Diante desse cenário, a principal resposta do poder público tem sido a regularização fundiária. Áreas ocupadas irregularmente passam a ser reconhecidas como parte da malha urbana, com direito à a escritura, infraestrutura básica e serviços públicos.
“Reconhecemos áreas consolidadas. A partir disso, estabelecemos uma barreira: daqui para cá pode, daqui para lá não pode mais”, explica Magda Cristina Villanueva Franco, gerente da Unidade de Desenvolvimento de Gestão Ambiental da Secretaria de Meio Ambiente de Joinville.
Mas a regularização não resolve o problema ambiental. “Quando a vegetação é suprimida, o solo é compactado e a drenagem natural destruída, não adianta mais chamar aquilo de área de preservação permanente”, afirma Magda.
O município até possui planos de recuperação, mas eles são lentos e insuficientes frente ao ritmo da expansão. Ao mesmo tempo, seguem em andamento projetos como o Vale Verde e a expansão da Zona Sul, que transformam áreas de proteção ambiental em zonas urbanas, especialmente na região dos Espinheiros e da Baía Babitonga.

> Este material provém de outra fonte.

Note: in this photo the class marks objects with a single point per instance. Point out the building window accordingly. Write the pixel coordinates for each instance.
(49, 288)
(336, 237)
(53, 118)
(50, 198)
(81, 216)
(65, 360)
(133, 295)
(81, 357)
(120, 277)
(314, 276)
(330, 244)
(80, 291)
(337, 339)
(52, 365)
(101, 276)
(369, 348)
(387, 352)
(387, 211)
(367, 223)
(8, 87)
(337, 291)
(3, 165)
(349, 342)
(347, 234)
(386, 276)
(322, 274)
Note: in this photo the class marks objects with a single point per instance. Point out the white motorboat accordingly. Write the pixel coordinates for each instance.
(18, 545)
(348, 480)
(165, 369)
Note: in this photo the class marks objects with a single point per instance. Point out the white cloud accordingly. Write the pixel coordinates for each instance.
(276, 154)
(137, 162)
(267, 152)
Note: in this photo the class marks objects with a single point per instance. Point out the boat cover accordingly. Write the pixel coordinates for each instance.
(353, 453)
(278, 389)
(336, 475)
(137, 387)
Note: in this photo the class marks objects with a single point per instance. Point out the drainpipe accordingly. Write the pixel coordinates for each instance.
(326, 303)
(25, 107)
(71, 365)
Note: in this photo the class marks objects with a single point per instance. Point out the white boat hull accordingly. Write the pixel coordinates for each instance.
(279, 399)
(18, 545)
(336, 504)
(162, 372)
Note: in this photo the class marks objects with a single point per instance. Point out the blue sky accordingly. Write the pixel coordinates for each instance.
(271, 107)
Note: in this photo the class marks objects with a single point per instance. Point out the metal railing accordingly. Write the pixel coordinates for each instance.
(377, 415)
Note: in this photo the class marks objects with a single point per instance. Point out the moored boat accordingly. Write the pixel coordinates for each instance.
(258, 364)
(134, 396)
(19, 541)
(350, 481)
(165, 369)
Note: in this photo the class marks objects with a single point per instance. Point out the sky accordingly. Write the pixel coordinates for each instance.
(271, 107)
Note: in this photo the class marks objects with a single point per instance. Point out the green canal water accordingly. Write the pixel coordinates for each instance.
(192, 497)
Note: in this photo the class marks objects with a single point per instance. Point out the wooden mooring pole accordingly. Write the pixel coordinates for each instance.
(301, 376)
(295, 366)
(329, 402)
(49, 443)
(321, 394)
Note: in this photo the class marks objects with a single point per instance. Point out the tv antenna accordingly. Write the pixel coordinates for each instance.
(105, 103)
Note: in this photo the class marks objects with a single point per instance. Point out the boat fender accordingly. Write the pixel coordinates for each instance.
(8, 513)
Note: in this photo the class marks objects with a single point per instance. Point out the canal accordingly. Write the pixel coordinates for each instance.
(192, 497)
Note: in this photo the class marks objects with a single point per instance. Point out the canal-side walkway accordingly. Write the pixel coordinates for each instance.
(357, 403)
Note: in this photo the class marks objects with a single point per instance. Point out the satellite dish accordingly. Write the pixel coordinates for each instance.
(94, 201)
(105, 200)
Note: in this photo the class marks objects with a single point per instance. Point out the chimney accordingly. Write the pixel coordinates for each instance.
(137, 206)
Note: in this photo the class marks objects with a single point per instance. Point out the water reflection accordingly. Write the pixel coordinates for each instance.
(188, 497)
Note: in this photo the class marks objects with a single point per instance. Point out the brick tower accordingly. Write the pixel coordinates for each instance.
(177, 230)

Custo ambiental e futuro incerto
Além das perdas humanas, materiais e sociais, há também um custo ambiental alto. A destruição dos manguezais não só agrava as enchentes como também compromete a biodiversidade e a capacidade da cidade de enfrentar os efeitos das mudanças climáticas.
“O manguezal é nosso maior aliado no sequestro de carbono. Quando destruído, não só perdemos esse filtro, como liberamos o carbono que estava armazenado no solo há séculos. É um tiro no pé”, alerta Johnatas.
Dados do Cemaden (Centro Nacional de Monitoramento e Alertas de Desastres Naturais) mostram que a frequência e a intensidade de eventos extremos aumentaram no Sul do Brasil. Em Joinville, a média de chuvas intensas cresceu 26% na última década.
Soluções existem, mas ficam no papel
Para os especialistas, o caminho para conter o crescimento desordenado das cidades passa por frear o avanço do perímetro urbano e investir no adensamento das áreas já ocupadas, com mais infraestrutura, transporte e habitação digna.
Charles defende programas de aluguel social, que poderiam evitar que famílias ocupem áreas de risco, além de políticas públicas voltadas para a recuperação de ecossistemas como os manguezais.
Enquanto o modelo atual priorizar a especulação imobiliária e ignorar os limites do meio ambiente, Joinville continuará sendo a cidade onde chove mais, mas escoa menos. E quem sofre são aqueles que têm menos.